1. What are the "gentleman-like manufactures" and "obliging little humors" that make Will Wimble the "darling of the country"? 2. Find other expressions in the paragraph that here mean the same as "the darling of the country". 3. What excuse had this man for being without regular employment? 4. Why would "An Idle Man" not be a good title for the paragraph? 5. In what ways did he make himself welcome, and by these ways to what classes of people? 6. How does the writer of the extract make use of illustration or example?

Subjects for written composition.

Choose one:-1. A welcome guest at our house. 2. The most popular boy (or girl) of our crowd. 3. An obliging fellow. 4. An agreeable companion. 5. A useful man (or woman, boy or girl). 6. The pet of the neighborhood. 7. A boy who makes himself a bore. 8. The man in our neighborhood who makes suggestions. 9. The most unselfish member of my family. 10. The unlucky member of my family. 11. The characters opposite.

[graphic][graphic]

Subjects for oral composition.

1. Read the poem aloud. 2. Describe what the poet saw as he stood "tip-toe upon a little hill". 3. Describe what you can see from the hill in your town. 4. Describe the scene given in the picture opposite p. 157.

I STOOD TIP-TOE.

I stood tip-toe upon a little hill,

The air was cooling, and so very still,

That the sweet buds which with a modest pride

Pull droopingly, in slanting curve aside,

Their scantly leaved, and finely tapering stems,
Had not yet lost those starry diadems

Caught from the early sobbing of the morn.

The clouds were pure and white as flocks new shorn,
And fresh from the clear brook; sweetly they slept
On the blue fields of heaven, and then there crept

A little noiseless noise among the leaves,

Born of the very sigh that silence heaves:
For not the faintest motion could be seen
Of all the shades that slanted o'er the green.
There was wide wand'ring for the greediest eye,
To peer about upon variety;

Far round the horizon's crystal air to skim,
And trace the dwindled edgings of its brim;

To picture out the quaint, and curious bending
Of a fresh woodland alley, never ending;

Or by the bowery clefts, and leafy shelves,

Guess where the jaunty streams refresh themselves.

I gazed awhile, and felt as light and free

As though the fanning wings of Mercury

Had played upon my heels: I was light-hearted,
And many pleasures to my vision started;
So I straightway began to pluck a posy
Of luxuries bright, milky, soft, and rosy.

-John Keats.

LESSON VIII

I. Correct Use of Words in the Expression of Ideas.
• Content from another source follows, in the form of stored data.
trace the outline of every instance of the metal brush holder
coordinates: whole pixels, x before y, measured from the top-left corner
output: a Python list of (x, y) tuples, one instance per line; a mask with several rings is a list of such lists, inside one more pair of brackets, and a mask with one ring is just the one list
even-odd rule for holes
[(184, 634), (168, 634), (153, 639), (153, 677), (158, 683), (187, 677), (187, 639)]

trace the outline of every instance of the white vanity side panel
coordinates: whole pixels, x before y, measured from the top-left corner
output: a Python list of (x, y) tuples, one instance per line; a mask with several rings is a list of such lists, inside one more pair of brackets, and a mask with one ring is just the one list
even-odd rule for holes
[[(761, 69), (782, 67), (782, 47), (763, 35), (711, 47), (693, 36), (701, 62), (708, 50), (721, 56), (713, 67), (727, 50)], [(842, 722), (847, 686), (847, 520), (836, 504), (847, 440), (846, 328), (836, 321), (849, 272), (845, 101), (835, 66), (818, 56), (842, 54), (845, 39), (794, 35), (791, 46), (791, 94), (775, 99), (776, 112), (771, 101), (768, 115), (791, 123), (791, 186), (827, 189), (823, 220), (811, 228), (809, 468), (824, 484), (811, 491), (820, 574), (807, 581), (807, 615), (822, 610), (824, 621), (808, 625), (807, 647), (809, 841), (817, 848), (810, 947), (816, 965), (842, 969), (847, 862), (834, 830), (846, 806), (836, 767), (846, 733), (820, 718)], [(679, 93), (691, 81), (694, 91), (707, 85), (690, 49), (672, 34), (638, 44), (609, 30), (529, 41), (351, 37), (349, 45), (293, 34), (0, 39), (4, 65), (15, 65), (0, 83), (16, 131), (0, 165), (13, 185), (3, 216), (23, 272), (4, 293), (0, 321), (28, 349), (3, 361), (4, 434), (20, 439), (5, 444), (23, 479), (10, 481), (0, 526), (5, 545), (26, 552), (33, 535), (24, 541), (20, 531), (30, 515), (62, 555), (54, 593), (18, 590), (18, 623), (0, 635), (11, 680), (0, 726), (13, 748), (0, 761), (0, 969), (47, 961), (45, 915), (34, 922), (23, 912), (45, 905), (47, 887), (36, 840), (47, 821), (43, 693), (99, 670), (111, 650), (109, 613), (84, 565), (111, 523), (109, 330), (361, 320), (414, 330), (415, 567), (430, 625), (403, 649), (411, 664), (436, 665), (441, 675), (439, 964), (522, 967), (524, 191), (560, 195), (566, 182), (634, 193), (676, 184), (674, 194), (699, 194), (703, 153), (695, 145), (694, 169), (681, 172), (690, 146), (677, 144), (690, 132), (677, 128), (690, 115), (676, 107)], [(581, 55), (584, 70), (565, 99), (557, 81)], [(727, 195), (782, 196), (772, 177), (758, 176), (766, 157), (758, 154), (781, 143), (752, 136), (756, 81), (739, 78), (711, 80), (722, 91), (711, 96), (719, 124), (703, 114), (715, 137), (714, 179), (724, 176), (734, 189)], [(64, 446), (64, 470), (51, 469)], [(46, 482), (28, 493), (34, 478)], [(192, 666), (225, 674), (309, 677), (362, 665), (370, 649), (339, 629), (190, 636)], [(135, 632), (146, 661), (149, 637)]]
1. Correctness in the use of words is a most necessary requirement for the expression of ideas. In order to use words correctly we should know the correct meaning of the words and the correct place in which to use them. A word which might be wholly correct in one place might be wholly incorrect in another place. For example, we may say an elegant lady, but we may not say an elegant book. Why? Irving may say, "This sequestered glen has long been known by the name of Sleepy Hollow," but we may not say, "The librarian hunted long for a sequestered book". Why?

2. Sometimes an incorrect use of words leads to actual vulgarity. For example, if we say "The teacher was mad," we ought to mean that the teacher's intellect was diseased. If we say "She is an awful girl”, we are using a word that should be used in connection only with things that fill us with awe.

3. While we are learning to write we shall have to be consciously careful to use words correctly.

To help us, we may notice how cultured and educated people use words. We should never hear them say that they "adore peaches and cream".

We may notice how the best authors use words in their writings. We never read there that "this is a nice day" though we might read the expression, "In the nice ear of nature which song was the best?"